Lastest Animal Stories on Leopard Shark


stalter - 2004-06-16
This shark is a good shark to keep although it needs a very large aquarium. At full size this shark needs 58-68F water as it will only live 2 years in warm water (ie. 80F)

  • Charlie Roche - 2011-06-11
    This guy doesn't just need a good size aquarium = he needs at least a 400 gallon aquarium just for himself. It is a large investment and undertaking for a novice.
Reply
ken - 2009-07-09
i got 200 gallon tank is it ok for leopard shark

  • bob - 2010-06-19
    Yes.
  • Jacob - 2011-09-29
    No, it would be iresponsible to put a shark in that, unless you plan to upsize to a pool size tank. I would advice you not to buy it and if were going to upsize wish you would wait. It would save you so much trouble and would allow the leopard shark which is beatiful and a good edition to the home aquarium to live long and healthy so my final answer is absolutely no not till you get a 400 plus gallon tank which would be at less the width of the full grown shark female not male and at least 3 times the length, have a good protein skimmer, a good filter (sump), monitor all the water paraments and keep them the lowest they can, and most importanly have a schedule like weekly or fortnightly water changes and add chemicals as required. Please please buy the largest and correct size that the pet shops and Internet has stated, and do all the research you can before you buy it. Too many buy them, not knowing what they're getting in to and be warned no one will take a 3 or even 2 foot shark even the large aquariums choose not to take them anymore which means you need to house them for there entire life. They are like your babies and you must be responsible when buying them.
  • Mike - 2011-09-30
    Diego Hey bro you can catch one easy fish off the jettys or in the bays with octopus or squid. You will need 30 lb test. Night time is best. Me and my daughter just caught three this week. They get like 6 feet long and 50lbs. For a while it will but I say more like 500 gal tank they need to swim all the time. good luck Diego
Reply
casey - 2009-04-18
I was wondering where you would put a leopard shark?
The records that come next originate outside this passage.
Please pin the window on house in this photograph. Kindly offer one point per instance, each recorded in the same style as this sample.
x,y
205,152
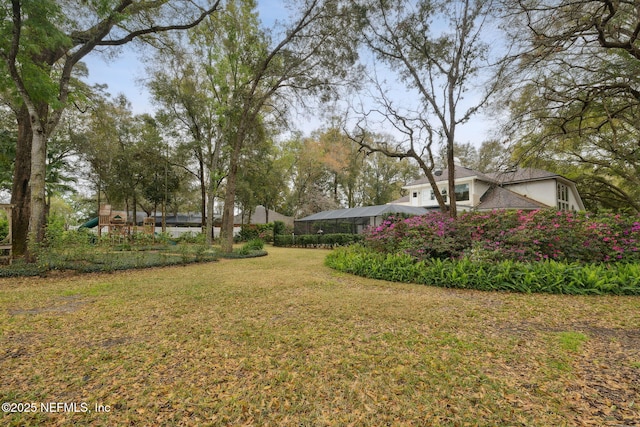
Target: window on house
x,y
462,192
563,197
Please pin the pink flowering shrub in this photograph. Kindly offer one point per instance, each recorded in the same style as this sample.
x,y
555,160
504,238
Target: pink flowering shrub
x,y
527,236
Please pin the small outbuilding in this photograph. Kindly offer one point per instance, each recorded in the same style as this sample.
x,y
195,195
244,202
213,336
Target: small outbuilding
x,y
352,220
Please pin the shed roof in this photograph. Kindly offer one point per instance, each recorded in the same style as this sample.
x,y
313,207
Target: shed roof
x,y
365,211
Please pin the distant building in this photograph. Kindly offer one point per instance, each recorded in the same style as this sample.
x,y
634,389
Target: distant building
x,y
525,188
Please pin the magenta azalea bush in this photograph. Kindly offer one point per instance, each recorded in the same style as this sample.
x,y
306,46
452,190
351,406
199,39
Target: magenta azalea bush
x,y
525,236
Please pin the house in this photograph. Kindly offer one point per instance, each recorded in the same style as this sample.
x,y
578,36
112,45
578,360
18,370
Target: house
x,y
524,188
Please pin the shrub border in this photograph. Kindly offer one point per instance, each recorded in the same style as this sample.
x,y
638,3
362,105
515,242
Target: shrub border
x,y
551,277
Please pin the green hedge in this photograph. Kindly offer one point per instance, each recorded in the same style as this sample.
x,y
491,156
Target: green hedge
x,y
540,277
316,241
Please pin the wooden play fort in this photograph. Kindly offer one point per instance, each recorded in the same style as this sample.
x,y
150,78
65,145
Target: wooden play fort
x,y
116,222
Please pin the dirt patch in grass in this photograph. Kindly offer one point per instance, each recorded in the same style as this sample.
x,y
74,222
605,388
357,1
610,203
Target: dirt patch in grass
x,y
283,340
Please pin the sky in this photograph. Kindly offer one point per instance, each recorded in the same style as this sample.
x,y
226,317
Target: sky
x,y
124,73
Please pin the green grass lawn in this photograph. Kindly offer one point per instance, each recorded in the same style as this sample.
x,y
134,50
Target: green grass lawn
x,y
283,340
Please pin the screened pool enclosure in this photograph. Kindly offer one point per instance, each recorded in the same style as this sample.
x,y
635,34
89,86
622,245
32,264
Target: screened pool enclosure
x,y
351,221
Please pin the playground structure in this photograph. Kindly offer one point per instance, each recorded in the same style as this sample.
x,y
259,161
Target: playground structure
x,y
6,244
116,223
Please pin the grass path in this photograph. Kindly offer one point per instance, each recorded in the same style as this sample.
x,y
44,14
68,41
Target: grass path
x,y
284,341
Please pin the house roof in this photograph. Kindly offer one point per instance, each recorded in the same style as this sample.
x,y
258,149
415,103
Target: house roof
x,y
365,211
460,172
501,198
521,175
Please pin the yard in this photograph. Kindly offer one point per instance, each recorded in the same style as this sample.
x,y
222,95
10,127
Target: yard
x,y
284,340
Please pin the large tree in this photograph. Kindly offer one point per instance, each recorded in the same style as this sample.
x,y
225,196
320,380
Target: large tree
x,y
576,101
305,57
439,51
41,42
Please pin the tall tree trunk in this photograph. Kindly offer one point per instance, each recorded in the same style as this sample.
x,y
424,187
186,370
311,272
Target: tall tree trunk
x,y
37,218
20,190
226,237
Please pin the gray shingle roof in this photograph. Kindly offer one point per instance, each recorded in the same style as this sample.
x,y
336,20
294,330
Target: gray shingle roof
x,y
501,198
521,175
460,172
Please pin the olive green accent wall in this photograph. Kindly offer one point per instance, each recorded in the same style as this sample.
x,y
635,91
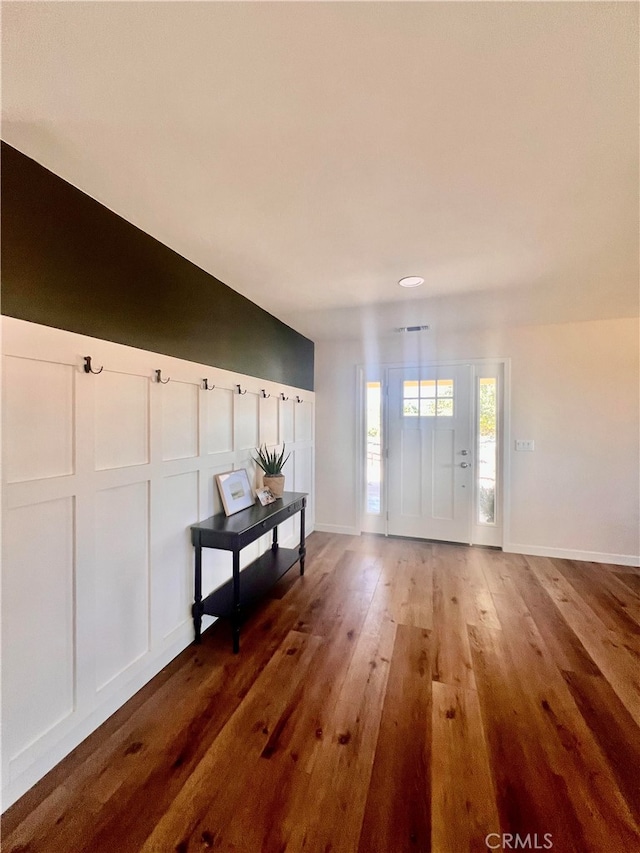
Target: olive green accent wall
x,y
69,262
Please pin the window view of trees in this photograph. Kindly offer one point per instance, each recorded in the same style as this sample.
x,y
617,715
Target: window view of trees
x,y
487,450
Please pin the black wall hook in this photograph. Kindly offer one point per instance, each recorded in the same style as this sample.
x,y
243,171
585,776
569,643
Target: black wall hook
x,y
87,366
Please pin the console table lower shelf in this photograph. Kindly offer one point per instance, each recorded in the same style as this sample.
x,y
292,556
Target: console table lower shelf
x,y
245,587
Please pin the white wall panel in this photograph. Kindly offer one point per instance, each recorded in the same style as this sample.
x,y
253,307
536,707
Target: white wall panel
x,y
179,419
286,420
268,420
303,469
173,563
97,565
303,415
121,579
121,424
219,429
37,621
245,421
38,419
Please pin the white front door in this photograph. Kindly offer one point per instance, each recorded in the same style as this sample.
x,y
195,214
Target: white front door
x,y
430,465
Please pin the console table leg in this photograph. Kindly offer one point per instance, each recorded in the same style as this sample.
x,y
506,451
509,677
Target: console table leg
x,y
235,618
302,550
196,610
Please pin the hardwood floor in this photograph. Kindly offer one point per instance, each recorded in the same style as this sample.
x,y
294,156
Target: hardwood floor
x,y
402,696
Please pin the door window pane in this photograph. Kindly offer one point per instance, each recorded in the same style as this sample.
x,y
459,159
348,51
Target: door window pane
x,y
487,449
374,438
428,398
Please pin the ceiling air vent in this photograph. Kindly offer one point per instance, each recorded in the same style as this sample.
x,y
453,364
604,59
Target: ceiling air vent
x,y
412,328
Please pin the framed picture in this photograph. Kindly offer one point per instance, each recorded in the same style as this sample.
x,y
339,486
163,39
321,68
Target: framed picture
x,y
235,490
265,496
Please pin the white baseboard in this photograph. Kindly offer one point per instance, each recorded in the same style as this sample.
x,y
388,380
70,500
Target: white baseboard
x,y
14,788
570,554
337,528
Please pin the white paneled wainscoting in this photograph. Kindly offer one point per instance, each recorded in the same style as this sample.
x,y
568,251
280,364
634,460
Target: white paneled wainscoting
x,y
102,476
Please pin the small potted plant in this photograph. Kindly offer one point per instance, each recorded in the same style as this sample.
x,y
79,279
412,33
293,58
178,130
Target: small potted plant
x,y
272,464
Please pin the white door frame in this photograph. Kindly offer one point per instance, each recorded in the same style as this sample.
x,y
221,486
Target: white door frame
x,y
379,373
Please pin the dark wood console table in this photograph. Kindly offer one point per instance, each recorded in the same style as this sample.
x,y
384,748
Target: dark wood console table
x,y
233,533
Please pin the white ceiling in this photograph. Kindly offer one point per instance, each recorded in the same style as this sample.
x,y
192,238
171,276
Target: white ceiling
x,y
310,154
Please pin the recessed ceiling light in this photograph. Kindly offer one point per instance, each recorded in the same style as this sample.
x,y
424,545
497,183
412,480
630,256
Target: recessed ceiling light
x,y
411,281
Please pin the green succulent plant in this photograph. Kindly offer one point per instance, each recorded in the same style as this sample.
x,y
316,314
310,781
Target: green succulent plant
x,y
271,462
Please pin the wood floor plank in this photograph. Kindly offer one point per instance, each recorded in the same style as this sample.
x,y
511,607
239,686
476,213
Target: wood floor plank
x,y
402,695
571,750
606,649
332,818
614,730
463,801
450,653
220,779
531,798
402,756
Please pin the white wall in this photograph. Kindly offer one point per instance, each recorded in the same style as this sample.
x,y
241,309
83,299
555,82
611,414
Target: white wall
x,y
102,476
574,390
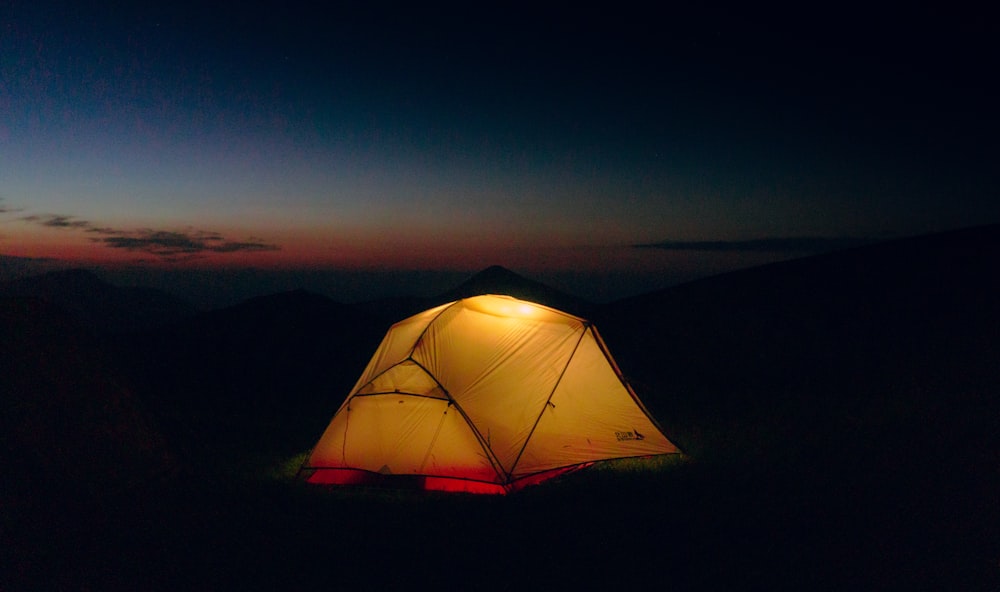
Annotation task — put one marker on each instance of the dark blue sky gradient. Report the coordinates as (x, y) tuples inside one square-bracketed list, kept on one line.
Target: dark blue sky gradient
[(426, 138)]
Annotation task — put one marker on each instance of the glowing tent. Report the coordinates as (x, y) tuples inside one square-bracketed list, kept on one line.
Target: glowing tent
[(485, 394)]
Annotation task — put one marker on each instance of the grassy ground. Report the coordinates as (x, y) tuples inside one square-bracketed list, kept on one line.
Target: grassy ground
[(674, 522)]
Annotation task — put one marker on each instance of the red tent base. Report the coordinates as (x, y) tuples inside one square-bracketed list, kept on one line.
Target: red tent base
[(430, 483)]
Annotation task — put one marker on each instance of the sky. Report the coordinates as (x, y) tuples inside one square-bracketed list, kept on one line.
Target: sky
[(605, 150)]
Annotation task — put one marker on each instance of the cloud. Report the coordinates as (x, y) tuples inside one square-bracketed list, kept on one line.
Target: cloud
[(796, 244), (58, 221), (7, 209), (165, 244)]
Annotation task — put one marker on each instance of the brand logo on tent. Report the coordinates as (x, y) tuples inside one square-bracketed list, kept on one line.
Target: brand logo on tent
[(625, 436)]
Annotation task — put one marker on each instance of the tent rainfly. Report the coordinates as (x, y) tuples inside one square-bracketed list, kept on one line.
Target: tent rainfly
[(485, 394)]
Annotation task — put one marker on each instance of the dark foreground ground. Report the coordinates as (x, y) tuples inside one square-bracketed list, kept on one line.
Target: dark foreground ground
[(682, 525)]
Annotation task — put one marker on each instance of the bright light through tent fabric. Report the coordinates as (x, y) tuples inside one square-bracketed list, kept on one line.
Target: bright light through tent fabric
[(488, 390)]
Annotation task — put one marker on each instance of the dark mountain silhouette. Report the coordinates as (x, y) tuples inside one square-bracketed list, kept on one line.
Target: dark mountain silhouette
[(266, 374), (499, 280), (873, 351), (70, 421), (492, 280), (98, 305)]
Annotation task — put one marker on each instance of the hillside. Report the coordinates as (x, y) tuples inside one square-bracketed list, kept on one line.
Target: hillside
[(98, 305), (261, 377), (71, 420)]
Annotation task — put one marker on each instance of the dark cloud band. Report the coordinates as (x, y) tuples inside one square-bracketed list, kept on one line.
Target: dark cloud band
[(799, 244), (167, 244)]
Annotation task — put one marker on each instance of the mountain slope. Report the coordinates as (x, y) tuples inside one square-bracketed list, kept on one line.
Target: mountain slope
[(98, 305), (260, 376), (888, 346), (70, 420)]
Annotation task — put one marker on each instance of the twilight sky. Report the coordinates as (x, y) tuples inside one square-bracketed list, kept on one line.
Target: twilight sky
[(624, 149)]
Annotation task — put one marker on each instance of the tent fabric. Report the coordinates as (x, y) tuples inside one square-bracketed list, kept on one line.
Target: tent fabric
[(485, 394)]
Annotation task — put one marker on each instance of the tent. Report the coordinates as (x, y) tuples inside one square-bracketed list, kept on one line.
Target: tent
[(484, 394)]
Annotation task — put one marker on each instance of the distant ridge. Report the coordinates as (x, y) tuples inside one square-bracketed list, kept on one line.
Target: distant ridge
[(500, 280), (97, 305), (495, 279)]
  • Charlie Roche - 2011-06-11
    You would need a minimum of a 400 gallon tank. It is not easy to keep these and should not be done by the novice. Attached is the article.
  • Jacob - 2011-09-29
    Make sure you have done your research and have the correct setup. If you wish to buy them find an aquarium near your home and talk to them. Make sure you can house them in a tank for their entire live not a couple of years, the minimum is 400 gallon about 1200 liters.
Reply
diego - 2008-05-27
Hey I was wondering where to buy a seawater fish tank, 150+ gallon, and where to buy a leopard shark.

  • Charlie Roche - 2011-06-11
    You need a 400 gallon aquarium (minimum size) to maintain just one of these creatures Too small an aqaurium or to high the temperature and they will just die. It isn't easy and a sizeable expenditure and time investement involved over a 25 year time frame. Please read up more before you make your decision. It could be a costly mistake.
  • Jacob - 2011-09-29
    Hi
    Sorry to back you Bach but 150 gallon tank is no were near appropriate to house it for life. At this stage you might say will it grows slow but this is a shark that needs to swim all the time and the tank would only house it for a year or two. If this has not changed your opinion just let you know that they are big polluters, which will cause a lot of problems, like weekly water changes which can harm or kill your fish. I'm not telling you not to buy it just think about to tell you not to, but think about the fish and the price to by a tank large enough to house it. In result of my experience and having keep this shark in a 10 by 10 and when it got full size I thought it was a little On the small size.